Bonjour, ce sujet me semble être très important pour la suite de notre existence, mon but est de rassembler pleins de témoignages sur cette espèce qui porte plusieurs noms: les vieux, le troisième âge, les débris...

Que faut-il en penser ? Que devons-nous en faire ?


#2

J'ai effectué pour ma part deux jobs d'été en leur contact, l'un dans une maison de retraite pour nettoyer et l'autre en supermarché où je devais mettre des arrivages en rayon.

Dans le premier cas comment parler des habitants de la maison de retraite. Je dirais tout simplement que ce sont des personnes tout à fait charmante, pleine de vie, heureuses... Non, bien sûr je mens. 90% ne font que dormir, manger et te répéter continuellement les mêmes choses. "ma fenêtre doit être fermée", "c'est bientôt l'heure de manger", "qui êtes-vous ? Je ne vous ai jamais vu", "Thierry c'est toi ?" (toutes les citations de vieux sont à lire avec une voix appropriée, comme Abraham Simpson ou les demandeuses de photocopies du Cyber). Je ne parlerais pas des malades atteints d’Alzheimer, je ne sais pas si c'est légal.
Nouvelle année, nouveaux jobs en quête de tranquillité, un travail seulement matinal. Erreur mon ami ! Les vieux vivent seulement le matin où ils attendent devant les portes l'ouverture du magasin et en fin d'après-midi pour leurs émissions culturelles favorites. "Excusez-moi-vous êtes sur le passage !", "Pouvez-vous me passer ce yaourt, merci. Non un autre celui-là périme dans deux semaines, je n'en mange pas beaucoup".
Je me demande combien de temps les seconds mettons pour rejoindre les premiers.

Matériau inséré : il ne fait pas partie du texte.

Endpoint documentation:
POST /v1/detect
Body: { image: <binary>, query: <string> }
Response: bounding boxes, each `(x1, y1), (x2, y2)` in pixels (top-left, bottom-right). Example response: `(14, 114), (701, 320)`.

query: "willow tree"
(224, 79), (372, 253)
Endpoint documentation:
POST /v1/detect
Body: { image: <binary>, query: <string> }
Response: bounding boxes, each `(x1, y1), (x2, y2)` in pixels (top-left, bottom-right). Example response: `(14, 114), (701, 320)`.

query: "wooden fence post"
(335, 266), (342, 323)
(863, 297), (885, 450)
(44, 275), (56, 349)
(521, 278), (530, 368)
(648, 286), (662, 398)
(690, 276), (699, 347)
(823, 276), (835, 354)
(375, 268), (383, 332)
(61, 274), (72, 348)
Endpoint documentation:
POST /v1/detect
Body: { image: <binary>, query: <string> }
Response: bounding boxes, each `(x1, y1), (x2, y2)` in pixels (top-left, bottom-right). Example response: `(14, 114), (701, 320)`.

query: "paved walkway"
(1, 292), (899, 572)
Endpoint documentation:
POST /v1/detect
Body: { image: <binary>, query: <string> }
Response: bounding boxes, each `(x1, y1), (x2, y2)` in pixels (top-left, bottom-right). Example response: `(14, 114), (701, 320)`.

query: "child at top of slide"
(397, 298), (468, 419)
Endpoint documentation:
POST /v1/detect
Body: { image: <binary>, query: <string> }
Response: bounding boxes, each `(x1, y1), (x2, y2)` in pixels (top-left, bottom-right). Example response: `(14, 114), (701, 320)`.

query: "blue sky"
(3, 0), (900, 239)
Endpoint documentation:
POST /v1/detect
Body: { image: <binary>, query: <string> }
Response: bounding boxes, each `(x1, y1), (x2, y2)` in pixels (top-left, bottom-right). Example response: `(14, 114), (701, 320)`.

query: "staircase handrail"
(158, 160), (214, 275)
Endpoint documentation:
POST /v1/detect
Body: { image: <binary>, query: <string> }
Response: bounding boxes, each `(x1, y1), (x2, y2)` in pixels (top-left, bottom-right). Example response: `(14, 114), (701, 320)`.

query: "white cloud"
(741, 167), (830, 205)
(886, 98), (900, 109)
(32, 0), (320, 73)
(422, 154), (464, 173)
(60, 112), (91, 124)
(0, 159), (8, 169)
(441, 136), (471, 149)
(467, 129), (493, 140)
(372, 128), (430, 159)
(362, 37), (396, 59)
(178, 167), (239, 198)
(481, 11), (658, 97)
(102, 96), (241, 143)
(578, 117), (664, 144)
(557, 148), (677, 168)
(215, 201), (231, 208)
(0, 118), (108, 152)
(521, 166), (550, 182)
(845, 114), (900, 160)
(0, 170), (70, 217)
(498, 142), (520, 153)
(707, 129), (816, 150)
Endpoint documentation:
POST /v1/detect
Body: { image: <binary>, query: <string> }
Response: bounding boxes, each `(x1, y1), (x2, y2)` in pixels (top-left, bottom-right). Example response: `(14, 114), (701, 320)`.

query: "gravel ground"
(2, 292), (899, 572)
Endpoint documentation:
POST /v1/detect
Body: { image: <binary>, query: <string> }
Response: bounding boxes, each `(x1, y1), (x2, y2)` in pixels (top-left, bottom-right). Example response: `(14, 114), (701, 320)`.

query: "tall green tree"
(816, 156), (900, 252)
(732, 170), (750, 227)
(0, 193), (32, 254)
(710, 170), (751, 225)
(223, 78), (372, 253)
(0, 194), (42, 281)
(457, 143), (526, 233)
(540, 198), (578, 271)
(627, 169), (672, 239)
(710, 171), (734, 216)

Bref pour conclure je propose une solution simple. La mise sous anesthésiant à partir d'un certain âge afin qu'ils évitent de nous faire chier.


#3

J'ai moi même travaillé dans une grande surface (en stage) et et j'ai vécu, tel un rassemblement d'éléphant mourant le rassemblement de vieux à 7h45 devant les barrières fermées du magasin, attendant l’œil glauque, la truffe alerte, à l’affût de la bonne affaire.


#4

Je ne les vois pas devant les portes je travaille en rayon, mais le magasin ouvre à 8h30 et ils arrivent à faire plusieurs centaines de mètres pour arriver jusqu'à moi à 8h31.
Ils doivent dépenser tous les efforts de la journée dans ce déplacement


#5

pour ma part ils avaient épuisés toute leur énergie vitale en arrivant un quart d'heure avant l'ouverture, le quart d'heure restant devait servir je pense à stabiliser leur constantes


#6

Vous parlez là des vieux des villes, mais il existe une autre espèce, les vieux de la campagne.

Le vieux de la campagne se différencie du vieux de la ville par sa volonté de vivre de son jardin, il ne va pas au supermarché, c'est loin et en plus le vigile est noir.

Le vieux de la campagne attends le camion du coucher, le camion du poissonnier, le camion du boulanger, les prix sont plus élevés que dans le commerce situé à 15 minutes de chez lui mais c'est quand même mieux. (notez que oui puisque ces gens ne prennent donc pas leur voiture, expérience dangereuse pour toute forme de vie s'il en est)

Le vieux de la campagne se plaint de trop travailler, il produit 3 fois la nourriture dont il a besoin et ne jette rien, il a une cave et 3 congélateurs remplis de victuailles qui permettent de survivre à 5 hivers nucléaires. Dans le grenier il y a généralement un stock d'alcool de pays pouvant aussi servir de carburant pour fusée. (ou de fil conducteur à un podcast)

Le vieux de la campagne édicte lui même de nouvelles lois, il vit depuis au moins 70 ans au même endroit et il en déduit donc qu'il devient propriétaire des endroits qu'ils fréquente. Ainsi il pourra juger de limiter la vitesse de circulation de sa rue de façon à ce que ça ne fasse pas trop de bruit, d'instaurer un couvre feu après 19h30, d'appeler les flics pour le moindre animal/enfant/enceinte trop bruyant(e).

Mon témoignage de la campagne.


#7

Et s'il ne travaille pas ses terres il sera a ça fenêtre regardant les voiture passante. Il différencieras rapidement si c'est un congénère appartenant au territoire (maximum 2 km à la ronde) des étrangers.